Louisiana’s Historic Animal Protection Law Statement
For Immediate Release:
June 30, 2019
Contact:
Tasgola Bruner 202-483-7382
Below, please find a statement from PETA re the historic animal protection bill, signed into law by Louisiana Gov. John Bel Edwards, that prohibits shelters from selling live animals to laboratories for experimentation and bans shelters from accepting homeless animals to be killed and their bodies sold to laboratories. This important legislation follows an exposé by PETA and a courageous whistleblower who exposed the “shelter” Companion Animal Alliance’s sales of living and dead dogs to the Louisiana State University (LSU) veterinary school for use in deadly classroom training exercises and other experiments.
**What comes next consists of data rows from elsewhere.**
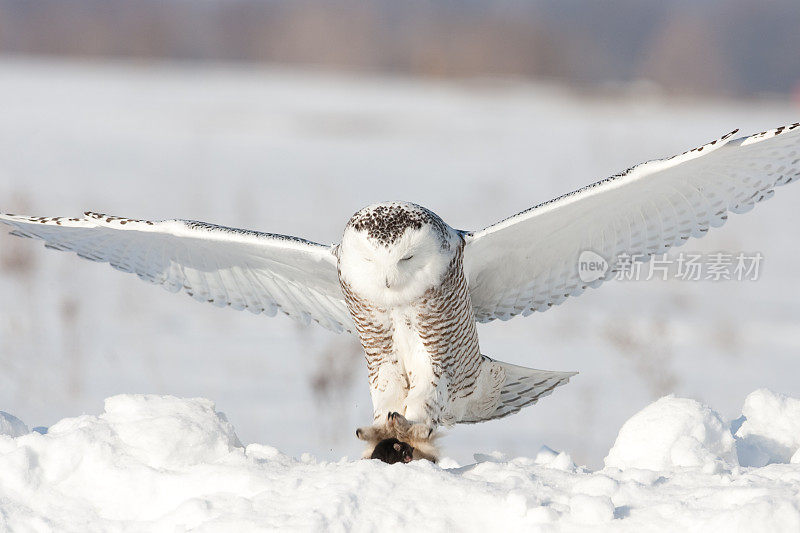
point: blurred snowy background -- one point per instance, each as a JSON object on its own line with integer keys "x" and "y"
{"x": 293, "y": 138}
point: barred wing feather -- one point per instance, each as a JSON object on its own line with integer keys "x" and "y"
{"x": 529, "y": 262}
{"x": 243, "y": 269}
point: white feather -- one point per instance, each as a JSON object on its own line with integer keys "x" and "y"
{"x": 529, "y": 262}
{"x": 243, "y": 269}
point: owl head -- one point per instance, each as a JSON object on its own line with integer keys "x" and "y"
{"x": 393, "y": 252}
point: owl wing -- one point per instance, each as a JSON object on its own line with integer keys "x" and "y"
{"x": 529, "y": 262}
{"x": 260, "y": 272}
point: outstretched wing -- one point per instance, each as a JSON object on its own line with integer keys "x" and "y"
{"x": 529, "y": 262}
{"x": 260, "y": 272}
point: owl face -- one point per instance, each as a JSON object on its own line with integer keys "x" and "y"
{"x": 395, "y": 254}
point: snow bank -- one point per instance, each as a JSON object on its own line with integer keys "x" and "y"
{"x": 160, "y": 463}
{"x": 769, "y": 430}
{"x": 673, "y": 433}
{"x": 11, "y": 425}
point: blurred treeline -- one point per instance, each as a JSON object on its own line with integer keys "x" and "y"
{"x": 732, "y": 47}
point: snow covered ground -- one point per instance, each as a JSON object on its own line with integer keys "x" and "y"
{"x": 298, "y": 153}
{"x": 160, "y": 463}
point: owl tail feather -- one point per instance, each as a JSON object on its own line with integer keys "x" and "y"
{"x": 523, "y": 387}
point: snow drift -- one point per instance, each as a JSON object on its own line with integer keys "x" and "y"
{"x": 165, "y": 464}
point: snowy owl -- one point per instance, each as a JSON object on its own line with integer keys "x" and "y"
{"x": 413, "y": 288}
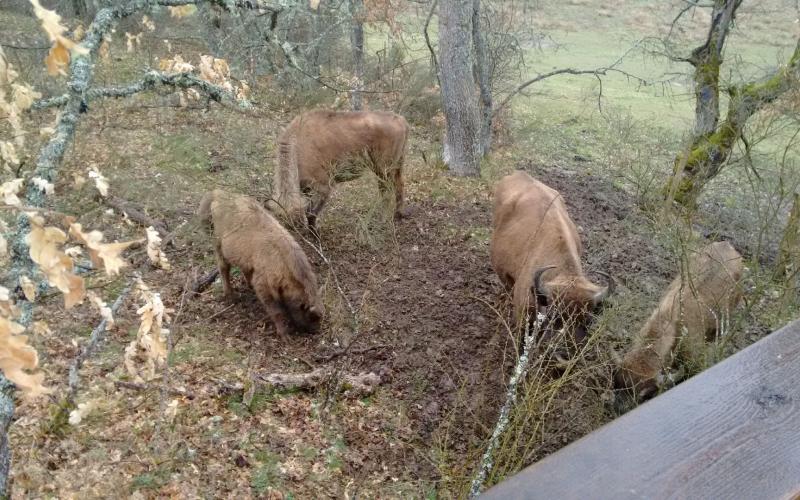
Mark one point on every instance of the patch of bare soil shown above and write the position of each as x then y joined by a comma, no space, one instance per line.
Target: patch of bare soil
431,324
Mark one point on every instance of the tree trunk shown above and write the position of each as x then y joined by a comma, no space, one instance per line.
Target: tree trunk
357,45
708,153
789,249
707,60
458,88
482,76
6,414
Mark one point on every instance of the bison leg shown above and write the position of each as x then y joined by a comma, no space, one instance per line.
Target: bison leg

PETA is celebrating this new law, which will spare dogs like Cajun, who was listed on a “rescue” site as “adopted” when, in reality, he had been sold to the LSU veterinary school for use in a deadly training lab. Now, facilities like the one PETA exposed—which is located on the LSU campus—can no longer take in animals and then use them to fulfill a laboratory’s demands. True shelters are safe havens where animals are spared suffering. PETA is grateful to Louisiana lawmakers for protecting dogs and cats from experimenters who see them as nothing more than tools for their nasty trade.